Artur aos 4 anos com seu pai. Foto: Janaína Garcia

Cutback: Quando vocês começaram a surfar juntos?

Malabi: Eu surfo faz 31 anos e desde que ele nasceu eu já tinha como meta aproximá-lo do esporte. Quando ele tinha 2 anos eu comprei uma prancha, mesmo sabendo que seria usada apenas para que ele tivesse aquele objeto como familiar. Eu o levava na beira, o colocava na prancha e dava ali as primeiras orientações. Depois ele ganhou outra prancha de um amigo, aos 4 anos, que teve o mesmo propósito, mas dessa vez com ele já deitado nela dentro d'água. Inicialmente ele criou resistência ao esporte até que um dia eu saí e surfei o dia inteiro. No dia seguinte ele me pediu para levá-lo pra surfar, desde então, não parou mais. Isso, com a idade atual, aos seis anos. Na prática mesmo, começamos a surfar esse ano.

Cutback: Qual foi a melhor onda que surfaram juntos?

Malabi: Na verdade só tivemos a oportunidade de surfarmos juntos um único dia e foi indescritível. É a melhor sensação do mundo. Tem o vídeo lá no perfil dele no Instagram.

Cutback: Quando Artur decidiu que queria surfar?

Malabi: Então, como dito, foi depois que passei um dia inteiro surfando. Ele pedia para a mãe ir com ele até a beira para que algum amigo ou bombeiro pudesse me chamar, que eu estava demorando, coitado. Esse foi o dia D...

Cutback: Mesmo com pouca idade, ele quer seguir no esporte?

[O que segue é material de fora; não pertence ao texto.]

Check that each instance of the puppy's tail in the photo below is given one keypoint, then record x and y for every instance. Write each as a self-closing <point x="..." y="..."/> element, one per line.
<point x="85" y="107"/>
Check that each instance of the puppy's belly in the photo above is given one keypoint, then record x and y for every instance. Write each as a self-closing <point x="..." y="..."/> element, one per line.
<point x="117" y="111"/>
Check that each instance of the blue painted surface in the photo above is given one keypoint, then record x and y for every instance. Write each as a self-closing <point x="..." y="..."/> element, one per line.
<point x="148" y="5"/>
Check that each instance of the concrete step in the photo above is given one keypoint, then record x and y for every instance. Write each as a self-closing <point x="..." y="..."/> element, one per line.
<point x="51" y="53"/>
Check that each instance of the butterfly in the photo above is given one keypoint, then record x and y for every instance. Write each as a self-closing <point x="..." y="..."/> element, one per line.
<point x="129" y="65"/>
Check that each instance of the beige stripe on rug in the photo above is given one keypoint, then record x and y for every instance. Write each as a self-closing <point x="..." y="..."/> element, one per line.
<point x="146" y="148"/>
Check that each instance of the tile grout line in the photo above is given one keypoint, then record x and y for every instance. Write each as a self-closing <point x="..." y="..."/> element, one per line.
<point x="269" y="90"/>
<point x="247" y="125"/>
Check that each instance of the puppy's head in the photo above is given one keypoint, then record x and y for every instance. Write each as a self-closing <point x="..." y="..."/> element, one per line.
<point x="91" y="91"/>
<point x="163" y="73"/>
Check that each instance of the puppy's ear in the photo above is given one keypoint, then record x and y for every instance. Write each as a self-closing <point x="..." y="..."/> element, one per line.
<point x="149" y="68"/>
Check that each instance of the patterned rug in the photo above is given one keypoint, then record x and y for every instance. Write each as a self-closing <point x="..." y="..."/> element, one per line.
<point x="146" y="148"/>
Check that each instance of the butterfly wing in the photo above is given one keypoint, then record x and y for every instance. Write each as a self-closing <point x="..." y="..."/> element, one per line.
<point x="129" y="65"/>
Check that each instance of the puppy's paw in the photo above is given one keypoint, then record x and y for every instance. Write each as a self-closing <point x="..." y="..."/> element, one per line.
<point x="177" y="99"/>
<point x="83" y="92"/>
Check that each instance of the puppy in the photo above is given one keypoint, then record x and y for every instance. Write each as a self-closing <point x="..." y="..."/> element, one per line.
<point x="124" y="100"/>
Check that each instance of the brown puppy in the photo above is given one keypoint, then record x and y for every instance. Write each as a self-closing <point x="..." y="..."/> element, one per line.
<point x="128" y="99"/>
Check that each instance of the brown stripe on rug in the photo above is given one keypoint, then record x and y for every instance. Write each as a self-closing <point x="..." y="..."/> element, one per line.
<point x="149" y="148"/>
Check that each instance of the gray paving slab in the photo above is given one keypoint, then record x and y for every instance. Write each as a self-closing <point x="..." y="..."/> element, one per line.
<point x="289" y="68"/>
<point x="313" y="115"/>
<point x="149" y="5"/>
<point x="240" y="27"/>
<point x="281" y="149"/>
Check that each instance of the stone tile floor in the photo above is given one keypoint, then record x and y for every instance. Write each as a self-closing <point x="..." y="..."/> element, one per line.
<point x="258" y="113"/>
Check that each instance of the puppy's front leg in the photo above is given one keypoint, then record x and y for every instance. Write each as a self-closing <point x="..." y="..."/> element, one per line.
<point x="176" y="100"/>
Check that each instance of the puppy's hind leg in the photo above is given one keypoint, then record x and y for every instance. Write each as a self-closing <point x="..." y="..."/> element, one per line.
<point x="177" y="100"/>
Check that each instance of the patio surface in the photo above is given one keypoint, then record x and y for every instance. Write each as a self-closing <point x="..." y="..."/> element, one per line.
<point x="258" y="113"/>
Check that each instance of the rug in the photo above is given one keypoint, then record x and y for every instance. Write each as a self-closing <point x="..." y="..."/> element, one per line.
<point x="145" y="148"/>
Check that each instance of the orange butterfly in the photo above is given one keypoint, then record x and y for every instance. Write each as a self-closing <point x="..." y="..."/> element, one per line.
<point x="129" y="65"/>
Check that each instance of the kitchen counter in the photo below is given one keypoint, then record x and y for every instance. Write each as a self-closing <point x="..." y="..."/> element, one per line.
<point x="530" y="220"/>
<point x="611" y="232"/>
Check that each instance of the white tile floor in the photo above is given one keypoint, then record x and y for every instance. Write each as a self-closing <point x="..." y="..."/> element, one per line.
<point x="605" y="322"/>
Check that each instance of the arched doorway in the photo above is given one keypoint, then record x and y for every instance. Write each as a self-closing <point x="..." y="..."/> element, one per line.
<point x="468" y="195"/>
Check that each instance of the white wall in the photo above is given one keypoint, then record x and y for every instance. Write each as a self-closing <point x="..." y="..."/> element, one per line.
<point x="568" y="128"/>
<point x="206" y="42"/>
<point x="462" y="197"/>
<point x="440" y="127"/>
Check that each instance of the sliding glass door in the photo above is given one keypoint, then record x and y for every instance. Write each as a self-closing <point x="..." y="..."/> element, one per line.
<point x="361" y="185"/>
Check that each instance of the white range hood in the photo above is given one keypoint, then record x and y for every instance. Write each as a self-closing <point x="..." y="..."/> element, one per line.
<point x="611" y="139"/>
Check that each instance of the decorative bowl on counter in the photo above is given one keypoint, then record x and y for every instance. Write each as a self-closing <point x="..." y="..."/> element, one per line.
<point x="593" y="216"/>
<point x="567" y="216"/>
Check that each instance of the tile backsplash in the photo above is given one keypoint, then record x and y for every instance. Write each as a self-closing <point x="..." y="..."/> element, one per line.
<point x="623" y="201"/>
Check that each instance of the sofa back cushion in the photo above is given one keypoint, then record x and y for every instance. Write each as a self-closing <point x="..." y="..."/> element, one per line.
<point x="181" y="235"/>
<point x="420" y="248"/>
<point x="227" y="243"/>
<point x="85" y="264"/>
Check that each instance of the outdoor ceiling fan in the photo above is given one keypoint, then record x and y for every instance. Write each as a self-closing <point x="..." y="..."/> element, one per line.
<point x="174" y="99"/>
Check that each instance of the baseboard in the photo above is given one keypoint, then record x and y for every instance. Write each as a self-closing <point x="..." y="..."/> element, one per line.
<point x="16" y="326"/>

Malabi: Segundo ele diz, sim. Às vezes fico com receio dele desanimar por eu ser rigoroso quanto as regras de segurança e, de certa forma, acabo sendo ríspido em situações que ele fica com medo. Aí eu lembro que ele é uma criança de apenas 6 anos e precisa justamente do meu abraço, mais do que uma opinião sobre uma regra qualquer. E assim vamos compartilhando bons momentos. Ele está ansioso para a chegada da prancha nova, shapeada pelo nosso amigo e shaper da família, Halley Barbosa. Isso é um sinal de que ele está gostando. Que o surf seja uma constante na vida dele, pois traz muita paz, bons amigos e aprendizados pra vida toda.